The donkey, all on his own, makes perfectly clear that Jesus is not a military commander, nor a rival of the Roman Emperor or even the provincial Governor. So why were the crowds cheering his arrival? Let’s be clear: they were not mocking him but cheering him.
It has taken a very long time for me to let go of the “triumph” of Palm Sunday and appreciate what the donkey teaches (I wish so desperately to know that dear creature’s name). Here’s the lesson I need to learn: Jesus on a donkey is an image of God’s deep solidarity—with the laboring classes, with the downtrodden and forgotten, with those oppressed by Empire.
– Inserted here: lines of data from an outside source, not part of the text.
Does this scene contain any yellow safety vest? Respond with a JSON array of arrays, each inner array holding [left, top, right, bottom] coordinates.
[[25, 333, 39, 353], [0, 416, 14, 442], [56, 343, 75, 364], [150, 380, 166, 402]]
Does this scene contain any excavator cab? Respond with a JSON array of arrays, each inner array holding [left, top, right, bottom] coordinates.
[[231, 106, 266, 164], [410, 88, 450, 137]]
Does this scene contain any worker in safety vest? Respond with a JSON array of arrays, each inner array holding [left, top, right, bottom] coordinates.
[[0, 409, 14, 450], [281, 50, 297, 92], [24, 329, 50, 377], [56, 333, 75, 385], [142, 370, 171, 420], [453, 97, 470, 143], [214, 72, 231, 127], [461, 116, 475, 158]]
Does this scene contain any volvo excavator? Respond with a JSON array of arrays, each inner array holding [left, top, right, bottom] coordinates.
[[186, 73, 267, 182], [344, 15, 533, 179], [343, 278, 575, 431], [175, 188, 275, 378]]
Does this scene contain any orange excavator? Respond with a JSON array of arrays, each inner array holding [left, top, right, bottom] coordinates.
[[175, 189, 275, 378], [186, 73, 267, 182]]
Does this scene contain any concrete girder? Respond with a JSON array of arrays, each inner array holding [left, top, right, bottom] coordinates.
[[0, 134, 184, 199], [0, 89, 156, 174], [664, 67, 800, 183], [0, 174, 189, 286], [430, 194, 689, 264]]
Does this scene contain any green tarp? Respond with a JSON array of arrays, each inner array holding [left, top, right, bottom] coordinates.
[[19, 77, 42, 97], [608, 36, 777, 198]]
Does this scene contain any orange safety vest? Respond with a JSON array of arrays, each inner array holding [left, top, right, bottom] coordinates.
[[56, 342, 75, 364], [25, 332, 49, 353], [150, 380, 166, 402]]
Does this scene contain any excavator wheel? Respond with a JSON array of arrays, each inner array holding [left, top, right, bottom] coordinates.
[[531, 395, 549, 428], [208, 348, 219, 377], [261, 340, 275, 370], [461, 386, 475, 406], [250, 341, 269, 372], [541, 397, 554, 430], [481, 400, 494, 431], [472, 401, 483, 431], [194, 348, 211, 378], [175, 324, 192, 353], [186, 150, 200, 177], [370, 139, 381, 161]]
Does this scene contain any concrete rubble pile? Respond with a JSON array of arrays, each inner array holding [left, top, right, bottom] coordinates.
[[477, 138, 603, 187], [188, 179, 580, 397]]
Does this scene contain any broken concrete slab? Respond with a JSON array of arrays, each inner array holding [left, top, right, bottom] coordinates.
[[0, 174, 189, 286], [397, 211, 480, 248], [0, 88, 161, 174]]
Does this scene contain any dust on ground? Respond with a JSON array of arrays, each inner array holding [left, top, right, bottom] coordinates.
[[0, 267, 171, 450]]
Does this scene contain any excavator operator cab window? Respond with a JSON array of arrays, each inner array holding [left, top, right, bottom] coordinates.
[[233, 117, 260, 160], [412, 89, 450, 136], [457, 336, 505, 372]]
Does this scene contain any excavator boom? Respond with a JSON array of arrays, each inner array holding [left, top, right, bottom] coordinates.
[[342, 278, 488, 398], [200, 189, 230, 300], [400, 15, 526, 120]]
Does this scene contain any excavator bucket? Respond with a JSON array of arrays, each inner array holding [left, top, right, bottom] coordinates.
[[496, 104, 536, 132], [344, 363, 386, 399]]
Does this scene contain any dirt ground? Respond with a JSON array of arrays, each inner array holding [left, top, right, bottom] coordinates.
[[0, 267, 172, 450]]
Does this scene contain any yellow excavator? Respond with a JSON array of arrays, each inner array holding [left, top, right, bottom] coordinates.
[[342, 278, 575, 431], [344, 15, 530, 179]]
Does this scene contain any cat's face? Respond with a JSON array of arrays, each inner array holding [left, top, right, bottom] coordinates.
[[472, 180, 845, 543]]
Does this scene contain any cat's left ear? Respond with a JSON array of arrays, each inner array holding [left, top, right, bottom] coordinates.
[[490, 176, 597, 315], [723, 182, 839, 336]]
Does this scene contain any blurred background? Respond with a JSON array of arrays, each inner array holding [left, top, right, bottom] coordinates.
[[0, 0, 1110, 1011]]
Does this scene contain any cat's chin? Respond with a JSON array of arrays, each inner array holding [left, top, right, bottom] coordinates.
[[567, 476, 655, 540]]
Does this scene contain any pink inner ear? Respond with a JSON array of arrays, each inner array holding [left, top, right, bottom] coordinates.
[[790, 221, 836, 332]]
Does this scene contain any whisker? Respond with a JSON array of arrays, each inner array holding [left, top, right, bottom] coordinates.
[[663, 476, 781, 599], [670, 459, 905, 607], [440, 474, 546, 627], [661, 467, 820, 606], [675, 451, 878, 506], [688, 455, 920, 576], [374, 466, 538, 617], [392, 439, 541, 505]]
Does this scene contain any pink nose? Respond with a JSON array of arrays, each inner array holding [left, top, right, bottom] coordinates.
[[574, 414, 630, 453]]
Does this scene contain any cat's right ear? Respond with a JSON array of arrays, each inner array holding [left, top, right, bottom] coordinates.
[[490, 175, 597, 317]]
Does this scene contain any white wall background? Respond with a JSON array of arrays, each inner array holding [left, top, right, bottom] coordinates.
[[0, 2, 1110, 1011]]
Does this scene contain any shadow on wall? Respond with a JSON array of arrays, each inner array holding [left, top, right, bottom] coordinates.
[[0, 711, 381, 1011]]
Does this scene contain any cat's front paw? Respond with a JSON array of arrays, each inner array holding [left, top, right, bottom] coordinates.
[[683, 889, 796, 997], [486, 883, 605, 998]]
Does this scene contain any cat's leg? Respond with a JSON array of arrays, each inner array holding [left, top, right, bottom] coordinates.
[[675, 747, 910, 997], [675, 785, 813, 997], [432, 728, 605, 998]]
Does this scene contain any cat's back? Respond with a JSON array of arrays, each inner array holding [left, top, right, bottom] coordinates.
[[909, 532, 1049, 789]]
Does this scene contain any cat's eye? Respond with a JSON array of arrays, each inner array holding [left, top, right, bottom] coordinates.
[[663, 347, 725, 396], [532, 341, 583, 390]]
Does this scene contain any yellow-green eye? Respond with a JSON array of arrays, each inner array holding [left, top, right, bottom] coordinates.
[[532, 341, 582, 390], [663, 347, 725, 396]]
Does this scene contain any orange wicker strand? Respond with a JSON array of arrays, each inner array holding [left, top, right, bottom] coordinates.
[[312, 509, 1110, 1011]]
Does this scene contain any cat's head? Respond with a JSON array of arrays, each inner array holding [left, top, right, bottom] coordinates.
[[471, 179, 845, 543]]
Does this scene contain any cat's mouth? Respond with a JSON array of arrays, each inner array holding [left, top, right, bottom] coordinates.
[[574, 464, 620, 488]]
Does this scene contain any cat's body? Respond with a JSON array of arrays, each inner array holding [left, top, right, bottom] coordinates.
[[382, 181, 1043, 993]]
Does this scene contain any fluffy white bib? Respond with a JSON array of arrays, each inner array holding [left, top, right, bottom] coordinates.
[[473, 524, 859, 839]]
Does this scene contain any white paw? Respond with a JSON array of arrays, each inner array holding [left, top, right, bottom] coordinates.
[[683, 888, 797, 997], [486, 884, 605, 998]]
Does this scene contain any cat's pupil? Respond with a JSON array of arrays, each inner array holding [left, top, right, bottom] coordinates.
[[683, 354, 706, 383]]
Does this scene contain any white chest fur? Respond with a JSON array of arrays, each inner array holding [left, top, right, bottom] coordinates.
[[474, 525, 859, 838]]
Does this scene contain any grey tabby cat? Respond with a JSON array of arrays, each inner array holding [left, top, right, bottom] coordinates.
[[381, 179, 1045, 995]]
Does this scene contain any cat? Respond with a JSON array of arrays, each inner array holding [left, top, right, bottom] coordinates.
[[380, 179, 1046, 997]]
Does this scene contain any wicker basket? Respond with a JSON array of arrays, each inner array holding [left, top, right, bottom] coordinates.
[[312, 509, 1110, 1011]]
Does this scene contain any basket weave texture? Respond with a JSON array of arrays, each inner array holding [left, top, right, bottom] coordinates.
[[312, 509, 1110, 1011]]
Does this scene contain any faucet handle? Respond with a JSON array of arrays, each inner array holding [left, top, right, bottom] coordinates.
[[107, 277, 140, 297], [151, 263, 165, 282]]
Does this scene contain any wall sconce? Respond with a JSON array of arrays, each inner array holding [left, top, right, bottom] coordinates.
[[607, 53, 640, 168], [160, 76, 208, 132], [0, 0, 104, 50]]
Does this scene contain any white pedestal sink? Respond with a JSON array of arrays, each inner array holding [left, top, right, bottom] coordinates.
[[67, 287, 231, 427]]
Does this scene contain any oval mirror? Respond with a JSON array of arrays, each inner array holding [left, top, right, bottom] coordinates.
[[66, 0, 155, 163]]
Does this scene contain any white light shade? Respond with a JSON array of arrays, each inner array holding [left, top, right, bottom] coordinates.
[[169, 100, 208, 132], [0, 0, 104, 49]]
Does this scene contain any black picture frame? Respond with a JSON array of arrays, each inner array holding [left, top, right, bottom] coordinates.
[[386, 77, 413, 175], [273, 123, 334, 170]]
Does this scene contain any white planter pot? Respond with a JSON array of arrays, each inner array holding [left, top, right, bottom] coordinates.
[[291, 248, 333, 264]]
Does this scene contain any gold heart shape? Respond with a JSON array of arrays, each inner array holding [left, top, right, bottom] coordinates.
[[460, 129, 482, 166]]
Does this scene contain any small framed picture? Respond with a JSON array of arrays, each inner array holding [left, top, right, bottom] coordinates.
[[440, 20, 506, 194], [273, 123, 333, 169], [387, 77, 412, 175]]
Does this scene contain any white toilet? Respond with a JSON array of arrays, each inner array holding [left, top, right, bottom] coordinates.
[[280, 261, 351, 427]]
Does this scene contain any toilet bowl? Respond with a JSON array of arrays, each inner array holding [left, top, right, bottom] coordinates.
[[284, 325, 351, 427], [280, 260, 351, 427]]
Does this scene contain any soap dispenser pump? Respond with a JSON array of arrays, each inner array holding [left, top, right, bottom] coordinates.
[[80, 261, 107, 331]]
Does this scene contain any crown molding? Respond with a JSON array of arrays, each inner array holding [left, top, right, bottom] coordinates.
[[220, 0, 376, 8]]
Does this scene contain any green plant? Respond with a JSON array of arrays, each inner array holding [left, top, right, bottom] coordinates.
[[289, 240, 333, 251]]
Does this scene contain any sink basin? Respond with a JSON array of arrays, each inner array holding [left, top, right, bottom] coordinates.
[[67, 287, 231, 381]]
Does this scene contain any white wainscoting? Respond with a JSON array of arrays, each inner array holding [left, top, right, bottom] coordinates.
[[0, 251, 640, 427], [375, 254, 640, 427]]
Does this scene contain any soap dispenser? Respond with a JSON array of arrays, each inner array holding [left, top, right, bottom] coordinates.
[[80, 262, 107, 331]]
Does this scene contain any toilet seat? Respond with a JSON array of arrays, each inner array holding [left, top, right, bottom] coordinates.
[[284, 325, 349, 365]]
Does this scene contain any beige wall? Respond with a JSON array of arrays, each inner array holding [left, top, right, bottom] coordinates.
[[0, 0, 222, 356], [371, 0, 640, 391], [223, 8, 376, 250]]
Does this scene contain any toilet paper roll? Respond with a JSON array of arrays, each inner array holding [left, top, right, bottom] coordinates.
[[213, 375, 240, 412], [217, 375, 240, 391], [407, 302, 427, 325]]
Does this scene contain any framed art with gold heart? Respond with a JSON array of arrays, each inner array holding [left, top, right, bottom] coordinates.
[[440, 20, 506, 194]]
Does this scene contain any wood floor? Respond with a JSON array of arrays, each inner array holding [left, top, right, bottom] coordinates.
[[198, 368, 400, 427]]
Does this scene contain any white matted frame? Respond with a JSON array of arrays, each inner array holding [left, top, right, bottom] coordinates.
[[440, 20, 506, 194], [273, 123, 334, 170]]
More specifically for our own day, that image signals God’s solidarity with migrant farmworkers; with women of color who are single mothers working two full-time jobs; with the indigenous people of this land who are still unable to find justice with our own government.
Those are the ones lining the streets of Jerusalem and cheering the arrival of Jesus on a donkey. Perhaps, they think, just maybe, God has not forgotten them, maybe (hope beyond hope) God is standing with them.
But there’s still more to say about this story: God is also in solidarity with the donkey. After all, this beast of burden plays a starring role in this opening chapter of what we Christians call the holiest of weeks.
A donkey leads us into Holy Week!
So after we shout our “Hosannas!” it’s time to follow the Jackass into new life.
What might that look like?
Let’s start modestly. Let’s remember that this so-called “triumphal entry” into Jerusalem features a city whose holiness is shared by at least three of the world’s great religions: Judaism, Christianity, and Islam.
The calendar this year all but begs reflection on those religious intersections. Even as Christians enter Holy Week, Muslims have already begun observing the holy month of Ramadan, and Passover begins this Friday—Good Friday.
While religious folks pray for peace in the world—and rightly so, and especially right now for Ukraine—religious folks have our own peace to make with each other. We need to work for peace with other Christians, with our Jewish neighbors, and with Muslims all around the world.
It matters that Jesus entered Jerusalem, that Holy City, not on a warhorse or as a general leading armies or in the garments of victory, but on the back of a donkey.
It’s long past time for us Christians to stop referring to this moment as “The Triumphal Entry”; this story should be called the “Parade of Solidarity.”
Poet Sylvia Sands writes so beautifully about this, about Jesus riding into Jerusalem on the back of a donkey. All over the world, she writes, donkeys are beaten, starved, tortured, and worked until they drop.
And Jesus chooses that creature to accompany him on his entry into Jerusalem, to lead the “Parade of Solidarity.”
This is how our Christian holy week begins, not in triumph, not even with a whispered hint of domination or any kind of “victory” but rather with the lowly, humble, usually disdained little donkey plodding his path into an ancient city.
The Church has mostly forgotten this but queerly retains it in our lectionary texts and calendar images: the holiest of weeks marks a path of new life for us, if only we would follow the jackass.
Another poet, Steve Garnaas-Holmes, prays in precisely that direction: “O God, give me courage to follow the Foolish way, / to go the way the world discourages, / the way of love.
“May Jesus,” he writes, “riding into a set-up / on his little donkey, lead me.”
The donkey is leading Jesus where we must follow if we wish to live. It’s where God desires to be in communion with us, where God is always already in solidarity with us and with the whole of God’s creation.
Those are lofty ideas and rather far removed from how most of us live day-to-day—but not so for the donkey.
Sylvia Sands poetically imagines that one, first-century donkey being so grateful for that one man’s gentle touch on his reins; and for that one man’s sweet voice on the road; and for that one man’s improbable invitation to join him in the work of redeeming love.
We are invited to that same work of love, to travel along that same road, and to take our lead from a donkey.